The U.S. FDA approved Pradaxa (dabigatran etexilate) oral pellets to treat children 3 months to less than 12 years old with venous thromboembolism (a condition where blood clots form in the veins) directly after they have been treated with a blood thinner given by injection for at least five days. The FDA also approved Pradaxa oral pellets to prevent recurrent clots among patients 3 months to less than 12 years old who completed treatment for their first venous thromboembolism.

In addition, Pradaxa was approved in capsule form to treat blood clots in patients eight years and older with venous thromboembolism directly after they have been treated with a blood thinner given by injection for at least five days, and to prevent recurrent clots in patients eight years and older who completed treatment for their first venous thromboembolism.
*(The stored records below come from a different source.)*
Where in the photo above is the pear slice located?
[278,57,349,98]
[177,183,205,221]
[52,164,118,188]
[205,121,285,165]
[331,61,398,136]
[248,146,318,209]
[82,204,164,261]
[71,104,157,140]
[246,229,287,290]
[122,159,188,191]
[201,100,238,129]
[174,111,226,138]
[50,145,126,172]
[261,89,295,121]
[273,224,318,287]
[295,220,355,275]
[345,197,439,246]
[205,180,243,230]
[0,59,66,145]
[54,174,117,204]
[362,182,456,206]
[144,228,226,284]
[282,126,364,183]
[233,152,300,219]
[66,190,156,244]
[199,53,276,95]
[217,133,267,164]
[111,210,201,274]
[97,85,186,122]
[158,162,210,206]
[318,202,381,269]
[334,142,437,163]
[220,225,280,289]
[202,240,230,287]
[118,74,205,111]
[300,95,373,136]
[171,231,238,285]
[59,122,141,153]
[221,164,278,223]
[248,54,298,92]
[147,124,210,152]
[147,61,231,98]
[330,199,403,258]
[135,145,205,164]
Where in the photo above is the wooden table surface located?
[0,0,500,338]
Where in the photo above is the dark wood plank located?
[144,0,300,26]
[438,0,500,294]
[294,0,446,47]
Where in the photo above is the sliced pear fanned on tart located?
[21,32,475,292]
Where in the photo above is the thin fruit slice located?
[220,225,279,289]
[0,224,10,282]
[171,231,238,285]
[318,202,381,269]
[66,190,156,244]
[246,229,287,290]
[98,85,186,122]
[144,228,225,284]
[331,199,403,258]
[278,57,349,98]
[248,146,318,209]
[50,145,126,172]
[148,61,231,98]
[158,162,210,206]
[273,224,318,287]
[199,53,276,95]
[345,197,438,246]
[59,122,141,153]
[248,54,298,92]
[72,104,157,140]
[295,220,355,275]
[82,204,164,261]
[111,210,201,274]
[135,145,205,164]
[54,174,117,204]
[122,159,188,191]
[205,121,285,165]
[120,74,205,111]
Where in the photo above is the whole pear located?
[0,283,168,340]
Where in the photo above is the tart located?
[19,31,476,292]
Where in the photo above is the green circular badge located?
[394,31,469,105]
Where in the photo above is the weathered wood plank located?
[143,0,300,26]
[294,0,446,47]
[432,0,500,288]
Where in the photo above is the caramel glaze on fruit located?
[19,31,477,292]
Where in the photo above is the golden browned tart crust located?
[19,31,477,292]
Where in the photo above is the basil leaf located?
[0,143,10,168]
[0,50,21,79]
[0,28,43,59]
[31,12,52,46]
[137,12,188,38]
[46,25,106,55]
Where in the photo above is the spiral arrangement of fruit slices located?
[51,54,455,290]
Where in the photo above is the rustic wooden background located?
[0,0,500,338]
The most common side effects of Pradaxa include digestive system symptoms and bleeding. Pradaxa can cause serious and fatal bleeding. Pradaxa is not recommended for patients with bioprosthetic heart valves or triple-positive antiphospholipid syndrome. Pradaxa has a boxed warning cautioning that early treatment discontinuation may increase the risk of blood clots and that blood accumulation within parts of the spinal cord (spinal or epidural hematomas) in patients undergoing spinal procedures may cause serious side effects.